Time etched in our faces

Flipping over to my recent social media feed, I read a comment from a dear, lifelong friend who tenuously expressed both gratitude and wonder at turning 54 this year. She listed all the things gravity and strong emotions had done to her physical appearance (she is still so beautiful). And yet with each item on her list, she offered a positive. Wrinkles show a life filled with feelings; scars with a life filled with experiences; silver hair sparkling gorgeously under the sun. Through her physical transformation, she has become her truest self, shedding the social media-engineered desire to be oh-so-perfect, flawless, smooth and pure.

Life isn’t pure, and it certainly isn’t flawless. As Juliet Funt, author of A Minute to Think, recently penned on LinkedIn, “I’ve watched people complain in a myriad of locations and circumstances – from around the table at Thanksgiving to dinner parties and work events. Bitterness is bubbling over, and I feel it in myself sometimes.

Used with permission from Juliet Funt.

Are you surprised to see my highlighting of these depressing themes? Does it feel like a downer? I see that but I also know that the only way out is through, and pretending not to be sad and pissed and burned out and exhausted and grieving will never ever relieve one of those states. Especially in the world of work where we all have become GENIUSES at faking it.”

It is not healthy to fake what is happening now, but instead to embrace self-care on levels we may not have ever reached in our lifetime prior. In a recent conversation with a friend, she admitted the issues we face today have been with us for a very long time.
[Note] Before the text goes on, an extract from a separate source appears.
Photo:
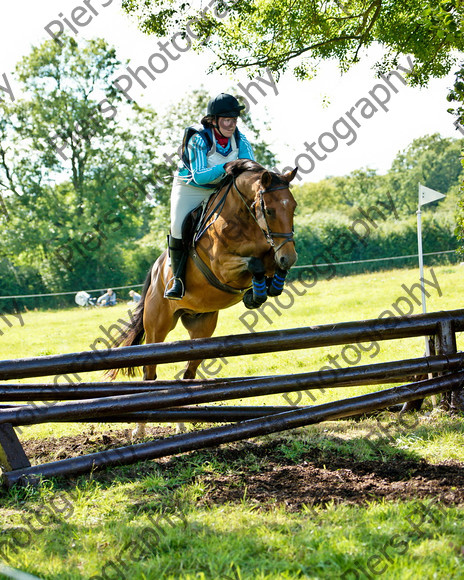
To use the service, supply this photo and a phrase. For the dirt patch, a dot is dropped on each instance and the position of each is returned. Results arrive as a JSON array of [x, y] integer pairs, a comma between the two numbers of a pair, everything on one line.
[[262, 473]]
It is only now that they are bubbling to the surface – seemingly simultaneously.

It is a lot to take in at once.

In thinking about my lifelong friend’s comment about the way she looks now – as opposed to how she feels about it, which is all-embracing – I look to literature to make sense of it all.

Thinner hair, thicker middles. It shows we have lived indeed. To paraphrase Maya Angelou – we are here to use it all up, every bit of ourselves. Preserving our spirits is the most important thing we can do. The rest? Well, being well-worn, like the Velveteen Rabbit, is a sign that love has wholly poured through us. He became real through the love received. I believe we can too.
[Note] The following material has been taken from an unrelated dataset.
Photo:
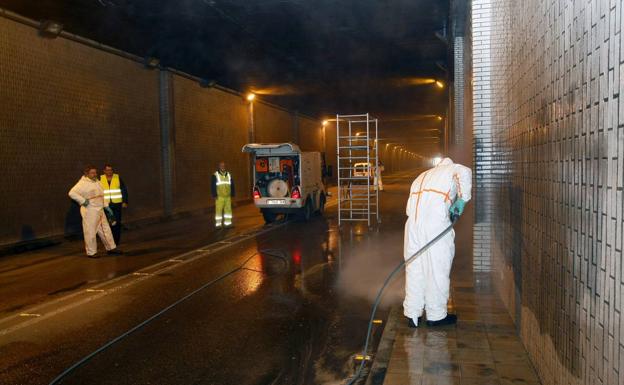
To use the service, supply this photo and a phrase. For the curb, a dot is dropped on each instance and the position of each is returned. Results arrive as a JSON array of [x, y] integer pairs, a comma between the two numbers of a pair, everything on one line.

We may feel we are losing it at the moment. And perhaps we are. Perhaps we are losing the illusion that all of this will last. It won’t. The only thing that does is the love that has flowed through our hearts and out into the world. That can neither be taken back nor destroyed. It is not possible to love too much. And that includes directing that love toward ourselves.

Be gentle with yourself. You are not alone. We are in this together. Realness and all.